Money has to be made from the majority. Not from the minority who got it right. The crowd holds the dumb money with the weak hands. Smart money belongs to the big players who have a couple of tricks to sabotage the crowd.
The most money is made when the crowd turns out to be wrong. When the crowd scrambles to get out of their losing positions, it causes vertical rallies or declines.
Jul 12 2009
Understand the
forex market.The forex broker acting as the market maker has to absorb all the buy/sell orders if there is so much market demand to buy above a resistance level or sell below the support. There must be a seller for each buyer and a buyer for each seller. However, you must know that the market maker is not a fool. Get good
forex training.
Develop your own
forex trading system. Most of the retail traders being inexperienced or new like to trade the breakouts! When the new traders learn technical analysis, they tend to most eagerly follow trade recommendations based on certain chart patterns recommended in the books.
However, the seasoned traders prefer to fade breakouts. They do exactly the opposite of what the crowd is expected to do. Most of the successful traders have contrarian trading approach.

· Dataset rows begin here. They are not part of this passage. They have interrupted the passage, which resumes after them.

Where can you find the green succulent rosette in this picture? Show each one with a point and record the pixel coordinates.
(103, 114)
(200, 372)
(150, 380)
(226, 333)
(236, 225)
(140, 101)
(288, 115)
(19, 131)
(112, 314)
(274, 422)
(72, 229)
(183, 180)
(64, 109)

For every loser, there is a winner. Trading is a zero sum game. Most of the breakouts fail because the institutional or the seasoned traders take advantage of the crowd psychology of the retail or inexperienced traders and win at their expense.

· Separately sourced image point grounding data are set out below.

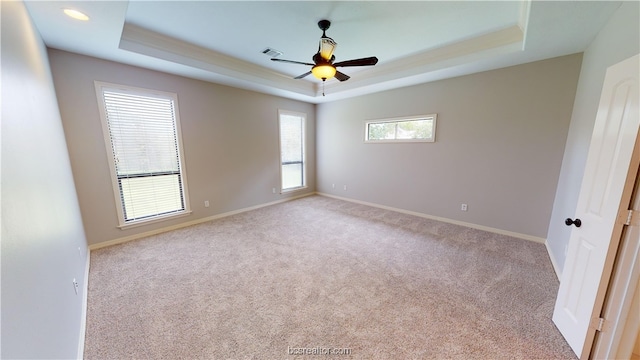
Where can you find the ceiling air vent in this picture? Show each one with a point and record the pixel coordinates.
(271, 52)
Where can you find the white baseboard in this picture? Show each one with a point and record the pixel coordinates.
(556, 268)
(83, 319)
(446, 220)
(189, 223)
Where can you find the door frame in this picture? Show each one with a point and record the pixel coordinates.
(618, 339)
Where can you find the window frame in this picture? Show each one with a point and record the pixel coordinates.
(100, 86)
(398, 120)
(304, 150)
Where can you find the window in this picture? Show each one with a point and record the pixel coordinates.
(142, 136)
(412, 129)
(292, 157)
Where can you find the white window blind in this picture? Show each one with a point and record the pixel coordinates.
(144, 146)
(292, 155)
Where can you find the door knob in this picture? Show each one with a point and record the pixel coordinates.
(576, 222)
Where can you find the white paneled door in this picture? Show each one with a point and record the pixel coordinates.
(596, 229)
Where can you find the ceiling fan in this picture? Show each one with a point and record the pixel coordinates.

Let’s understand the tricks that can be played by the institutional dealers and traders. Their game plan is simple. Market markets mostly the forex dealers and brokers can fade breakouts. They will make money from the majority of the crowd who thinks that prices will rally happily after an upside breakout. Similarly, it will decline dangerously after a downside breakout.
Market makers have to take the opposite side of your trade whether you like it or not. They are the pricing counterparties to the retail traders like you and me. Suppose most of the retail traders have placed their stop entry order at a certain price above the resistance level.

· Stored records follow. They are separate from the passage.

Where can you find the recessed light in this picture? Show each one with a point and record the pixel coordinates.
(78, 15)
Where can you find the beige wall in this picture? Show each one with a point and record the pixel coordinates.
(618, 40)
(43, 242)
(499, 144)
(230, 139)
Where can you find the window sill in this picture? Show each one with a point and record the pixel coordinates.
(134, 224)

Market makers reach into their pockets and spend some of their money to bid up the price to that level where most of the stop entry levels have been placed. Now they can sell to most of the traders who are desperate to buy thus making some decent profits from this trick.
Market makers get the chance to close their long positions by selling to the retail crowd. Now they begin to short. They try to overwhelm the buying crowd. This pushes the prices down, below the breakout level. This is the price level where many stop loss orders have been placed by the retail traders who wanted to trade the upside breakout.
Market makers happily offload their short positions now by buying from the retail traders who are selling to close their losing breakout trades. Market makers have the information of their customer’s orders from their order book. Thus a potential conflict of interest exists and retail traders must know how to protect themselves.
Market makers often go on the stop hunting spree. False breakouts maybe the consequence of that! Retail crowd thinks that the false breakout is due to the sudden turning of the market. These false breakouts are most likely the direct result of the games market makers play.